My point is this: sometimes you have to be contemplative later. Sometimes it’s all you can do to make sure that the static from the pew cushion hasn’t made your skirt stick to your tights in an unfortunate way and you can consider our shared mortality later. (A little Static Guard sprayed on the pew cushions periodically really would be the Christian thing to do—just a suggestion.)
But we only get to live our lives once. We only get one chance to live the kind of life that can’t not be moved to action by flood waters even when we are dry as a bone. Not everybody can sign up to rip wet carpet out of houses. Not everybody is suited for walking into neighborhoods where they don’t know a soul and offering their help. Not everybody can write a big check to pay to house a few families while they wrangle with insurance companies and carry molded dry wall to the curb.
Not everybody can brave the snakes and the sludge or scale the steep inclines to clean up the garbage blanketing the banks of the creeks around town. Not everybody can lead a uniform drive for the children of around a 100 JPS families who were displaced. Not everybody can buy or prepare or deliver lunch for clean-up volunteers, or show up with coffee, or stock the freezers of people just getting back in their homes. But just about everybody can do something.
I wasn’t born yet when the Easter Flood of ’79 happened; but you can’t live in Jackson (much less grow up here) without hearing stories of the Easter Flood—neighbors helping neighbors move furniture, strangers helping new friends clean up, churches holding school classes, schools holding fundraising drives. If you were following the talk about this month’s flood then you heard how the Easter Flood is still the standard used to measure how bad any incoming flood might or might not be—no matter that it was 40 years ago.
Even those of us who weren’t born yet or didn’t live here back then have heard enough about the Flood of ’79 to use it as a gauge for both possible damage and how much the community stepped up to help one another.
We are all so grateful that this flood wasn’t any worse than it was—but that shouldn’t lessen our response. Last week was still the worst week of a whole lot of our neighbors’ lives. (And I’m using ‘neighbor’ like Jesus used it; I don’t just mean the folks next door.) If we only get one life and we don’t get to live it forever—then shouldn’t we shoot for an Easter Flood of ’79 response to a Just After Valentine’s 2020 Flood?
Remember that you are dust and to dust you shall return.
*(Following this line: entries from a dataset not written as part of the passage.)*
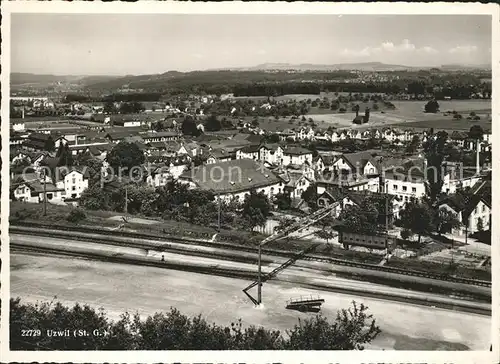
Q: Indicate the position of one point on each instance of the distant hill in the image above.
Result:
(368, 66)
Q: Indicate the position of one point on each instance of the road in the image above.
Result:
(125, 287)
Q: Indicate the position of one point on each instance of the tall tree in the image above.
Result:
(213, 124)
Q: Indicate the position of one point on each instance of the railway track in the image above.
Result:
(118, 238)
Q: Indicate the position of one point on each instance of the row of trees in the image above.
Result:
(175, 201)
(350, 329)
When my pastor says that to me tonight—I may not take it in right away. But at some point, hopefully before the ashes have worn off, it will sink in what those words mean for me and what they ask of me: In the grand scheme of things, a human life isn’t that long, none of us get to know how long it will actually be, so let’s don’t waste any of it trying to get off the hook—when we could be Easter Flood People, instead.
Elizabeth Quinn makes her home in Northeast Jackson with her husband Percy and four children.